Le groupe socialiste soutient cette initiative pour ce motif d'ailleurs. Mais c'est surtout le groupe UDC qui porte la responsabilité de ce blocage institutionnel, qui délégitime ce Parlement; un groupe UDC qui, publiquement, prétend défendre les petites gens et les petits actionnaires en luttant contre les rémunérations abusives, mais qui n'a pas hésité, derrière les portes closes des commissions, à mettre en oeuvre les "magouilles" blochériennes, celles visant à empêcher la votation populaire sur l'initiative avant les élections fédérales, car cela les obligerait à mettre en évidence tant leur soutien aux multimillionnaires que leurs relations avec leurs petits copains qui touchent ces rémunérations. Mais la panade actuelle dans laquelle se trouve le Parlement, on la doit aussi au groupe PDC/PEV/PVL qui, dans son style illisible de changement de cap permanent, s'était engagé il y a une année à élaborer rapidement un contre-projet direct au côté du groupe socialiste avant de faire volte-face au Conseil des Etats. Le groupe libéral-radical porte également une responsabilité dès lors qu'il vise à ce que ne soit prise aucune mesure réelle contraignante contre les rémunérations abusives; il a simplement l'avantage d'avoir dit depuis le début quelle était sa volonté.

Et, pendant ce temps, les rémunérations abusives ont repris de plus belle: Monsieur Daniel Vasella, chez Novartis, ou Monsieur Brady Dougan, à la tête de Credit Suisse, touchent des dizaines de millions de francs. Cela n'est pas acceptable alors qu'au même moment des familles ne peuvent pas boucler leur budget mensuel et que les salaires stagnent.

Les profiteurs des rémunérations abusives sont comme des toxicodépendants. Sans mesures effectives, on ne peut pas les arrêter. Il y avait donc nécessité de donner un signal politique fort pour l'adoption d'un cadre légal contraignant: on en est bien loin. Après trois ans d'auditions d'experts, un travail colossal demandé à l'administration, des dizaines de séances de la Commission des affaires juridiques du Conseil des Etats et de celle du Conseil national, le Parlement en est toujours à se poser la question d'un éventuel contre-projet direct ou indirect.
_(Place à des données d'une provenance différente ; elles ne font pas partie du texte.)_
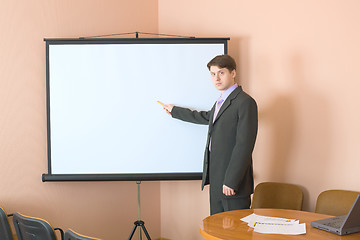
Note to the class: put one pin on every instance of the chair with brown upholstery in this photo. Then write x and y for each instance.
(335, 202)
(277, 195)
(34, 228)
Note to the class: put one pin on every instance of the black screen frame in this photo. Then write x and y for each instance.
(116, 177)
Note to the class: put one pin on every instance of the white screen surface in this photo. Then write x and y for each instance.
(104, 115)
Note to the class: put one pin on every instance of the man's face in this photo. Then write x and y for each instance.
(222, 78)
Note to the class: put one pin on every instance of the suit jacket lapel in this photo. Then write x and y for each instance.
(227, 102)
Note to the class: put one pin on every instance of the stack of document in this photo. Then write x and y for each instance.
(273, 225)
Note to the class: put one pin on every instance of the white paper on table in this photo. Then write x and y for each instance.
(257, 218)
(287, 229)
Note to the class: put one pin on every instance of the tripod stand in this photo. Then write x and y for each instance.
(139, 223)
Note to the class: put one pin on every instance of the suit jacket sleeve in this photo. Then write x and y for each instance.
(184, 114)
(241, 157)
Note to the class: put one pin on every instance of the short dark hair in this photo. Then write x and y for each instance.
(223, 61)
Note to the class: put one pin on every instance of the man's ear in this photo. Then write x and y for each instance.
(233, 74)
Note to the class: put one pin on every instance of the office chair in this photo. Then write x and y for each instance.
(335, 202)
(30, 228)
(71, 235)
(5, 230)
(277, 195)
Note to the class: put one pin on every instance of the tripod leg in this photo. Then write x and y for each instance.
(146, 233)
(133, 231)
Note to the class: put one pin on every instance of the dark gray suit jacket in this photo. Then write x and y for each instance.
(233, 135)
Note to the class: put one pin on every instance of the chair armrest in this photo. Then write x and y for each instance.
(61, 232)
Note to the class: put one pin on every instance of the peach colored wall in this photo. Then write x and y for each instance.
(300, 61)
(103, 209)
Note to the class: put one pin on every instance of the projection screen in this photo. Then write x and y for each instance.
(103, 119)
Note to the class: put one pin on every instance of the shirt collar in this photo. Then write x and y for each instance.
(225, 95)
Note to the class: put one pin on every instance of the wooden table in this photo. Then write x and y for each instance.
(228, 226)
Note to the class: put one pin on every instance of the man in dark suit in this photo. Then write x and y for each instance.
(233, 123)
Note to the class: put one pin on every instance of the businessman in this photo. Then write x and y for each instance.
(233, 123)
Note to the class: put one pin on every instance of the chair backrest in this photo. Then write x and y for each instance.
(335, 202)
(277, 195)
(5, 230)
(71, 235)
(31, 228)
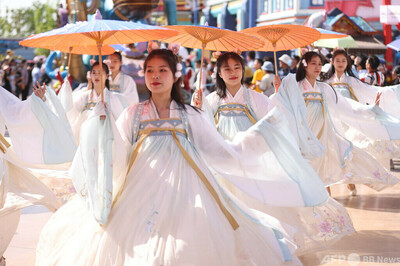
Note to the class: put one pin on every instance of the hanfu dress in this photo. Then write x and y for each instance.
(41, 138)
(84, 102)
(126, 86)
(355, 89)
(19, 188)
(170, 209)
(316, 114)
(318, 226)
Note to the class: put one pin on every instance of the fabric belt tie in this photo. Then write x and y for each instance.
(4, 145)
(307, 100)
(352, 94)
(243, 109)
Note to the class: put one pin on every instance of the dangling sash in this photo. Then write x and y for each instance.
(315, 99)
(231, 108)
(4, 145)
(173, 131)
(352, 94)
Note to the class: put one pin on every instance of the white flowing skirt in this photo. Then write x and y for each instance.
(341, 165)
(164, 216)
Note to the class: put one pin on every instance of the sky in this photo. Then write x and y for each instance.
(14, 4)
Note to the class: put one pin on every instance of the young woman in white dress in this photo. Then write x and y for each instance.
(19, 188)
(120, 82)
(163, 204)
(316, 112)
(82, 103)
(234, 109)
(341, 77)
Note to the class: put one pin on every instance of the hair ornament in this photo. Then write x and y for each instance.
(178, 72)
(174, 47)
(238, 51)
(216, 54)
(152, 46)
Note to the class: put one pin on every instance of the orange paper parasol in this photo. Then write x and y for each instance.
(212, 38)
(96, 33)
(283, 37)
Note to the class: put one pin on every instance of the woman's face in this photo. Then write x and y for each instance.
(159, 77)
(231, 72)
(96, 77)
(115, 63)
(340, 63)
(314, 67)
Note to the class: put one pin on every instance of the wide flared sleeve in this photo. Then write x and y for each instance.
(99, 167)
(291, 103)
(261, 162)
(390, 99)
(39, 131)
(371, 120)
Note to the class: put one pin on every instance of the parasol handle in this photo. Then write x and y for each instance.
(275, 62)
(69, 60)
(203, 45)
(99, 45)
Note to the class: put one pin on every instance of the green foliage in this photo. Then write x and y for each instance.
(26, 21)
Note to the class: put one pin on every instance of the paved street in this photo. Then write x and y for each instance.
(376, 217)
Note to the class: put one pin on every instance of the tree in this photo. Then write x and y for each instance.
(26, 21)
(22, 22)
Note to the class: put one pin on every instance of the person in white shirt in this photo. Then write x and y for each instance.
(120, 82)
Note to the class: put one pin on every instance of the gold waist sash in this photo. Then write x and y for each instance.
(145, 133)
(352, 94)
(242, 108)
(307, 100)
(4, 145)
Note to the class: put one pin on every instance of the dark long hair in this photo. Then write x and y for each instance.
(374, 62)
(331, 71)
(106, 70)
(172, 60)
(220, 83)
(117, 54)
(301, 71)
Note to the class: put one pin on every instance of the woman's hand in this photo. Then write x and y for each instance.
(378, 98)
(198, 98)
(40, 90)
(89, 78)
(277, 83)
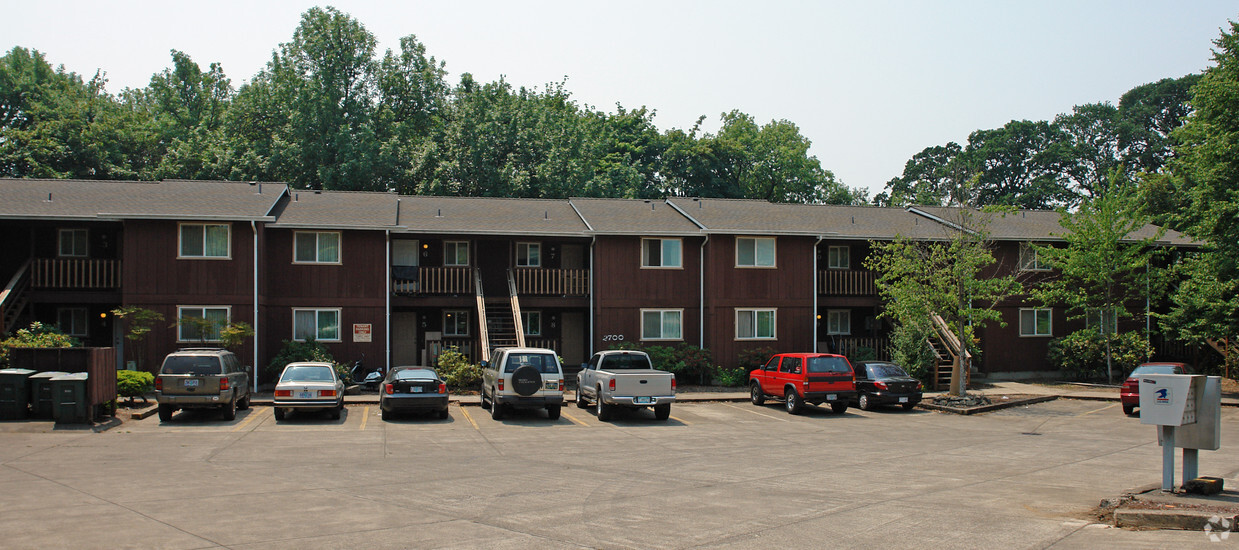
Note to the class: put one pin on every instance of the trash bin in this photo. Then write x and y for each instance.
(42, 400)
(70, 394)
(13, 394)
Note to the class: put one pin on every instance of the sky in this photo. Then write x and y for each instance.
(870, 83)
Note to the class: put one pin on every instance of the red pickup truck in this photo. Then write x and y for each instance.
(799, 378)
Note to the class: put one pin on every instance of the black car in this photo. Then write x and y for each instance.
(413, 389)
(882, 383)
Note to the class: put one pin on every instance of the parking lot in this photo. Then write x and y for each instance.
(715, 475)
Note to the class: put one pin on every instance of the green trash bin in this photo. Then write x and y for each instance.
(42, 400)
(14, 400)
(70, 394)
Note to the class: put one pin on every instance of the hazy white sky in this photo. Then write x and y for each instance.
(869, 82)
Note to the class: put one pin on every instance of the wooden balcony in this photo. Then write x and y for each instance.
(537, 281)
(74, 274)
(450, 280)
(846, 283)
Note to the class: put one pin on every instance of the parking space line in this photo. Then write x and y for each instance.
(573, 419)
(468, 418)
(753, 411)
(254, 411)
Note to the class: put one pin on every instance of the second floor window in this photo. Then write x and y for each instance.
(73, 243)
(755, 252)
(456, 253)
(661, 253)
(205, 240)
(316, 248)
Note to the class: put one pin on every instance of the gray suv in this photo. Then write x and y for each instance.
(202, 378)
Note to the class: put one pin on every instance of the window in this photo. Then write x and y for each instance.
(755, 252)
(661, 253)
(839, 322)
(456, 253)
(316, 248)
(1030, 260)
(200, 323)
(205, 240)
(1036, 322)
(456, 322)
(73, 243)
(72, 321)
(528, 254)
(838, 258)
(320, 325)
(661, 325)
(755, 323)
(532, 321)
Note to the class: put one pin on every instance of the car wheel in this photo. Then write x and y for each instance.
(755, 393)
(793, 401)
(663, 411)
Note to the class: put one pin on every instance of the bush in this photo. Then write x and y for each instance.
(1082, 354)
(134, 384)
(457, 372)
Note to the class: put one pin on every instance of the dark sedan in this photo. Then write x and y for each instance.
(881, 383)
(413, 389)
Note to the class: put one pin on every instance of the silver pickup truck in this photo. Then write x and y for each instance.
(625, 378)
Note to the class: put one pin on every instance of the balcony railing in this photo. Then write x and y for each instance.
(553, 281)
(846, 283)
(433, 280)
(74, 274)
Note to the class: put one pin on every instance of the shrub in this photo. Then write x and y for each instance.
(457, 372)
(134, 384)
(1082, 354)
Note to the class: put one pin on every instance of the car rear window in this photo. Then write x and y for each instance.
(197, 366)
(543, 362)
(829, 364)
(627, 361)
(307, 373)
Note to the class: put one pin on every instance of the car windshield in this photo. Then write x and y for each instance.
(198, 366)
(307, 373)
(829, 364)
(543, 362)
(627, 361)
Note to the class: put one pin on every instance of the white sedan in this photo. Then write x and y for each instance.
(309, 387)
Aujourd'hui, le service minimum, pour rendre crédible un tant soit peu une prétendue volonté de ce Parlement de réguler le domaine des rémunérations abusives et des bonus, est d'entrer en matière sur au moins l'un des deux contre-projets, singulièrement sur le projet 2, celui qui reprend la solution proposée par le Conseil fédéral, qui se fonde sur une règle simple et efficace: les fortes rémunérations sont soumises à l'impôt sur les bénéfices pour la part qui dépasse le seuil de 3 millions de francs. Dans ce sens, cela rejoint la position du Parti socialiste sur l'imposition des rémunérations abusives. Mais ce projet 2 empêche également le versement de rémunérations si les entreprises enregistrent des pertes ou ne versent pas de dividendes. Il introduit également des règles diverses contraignantes pour assurer la démocratie actionnariale et la transparence.

Au nom du groupe socialiste, je vous invite donc à soutenir la proposition de la minorité Leutenegger Oberholzer et d'entrer en matière sur le projet 2.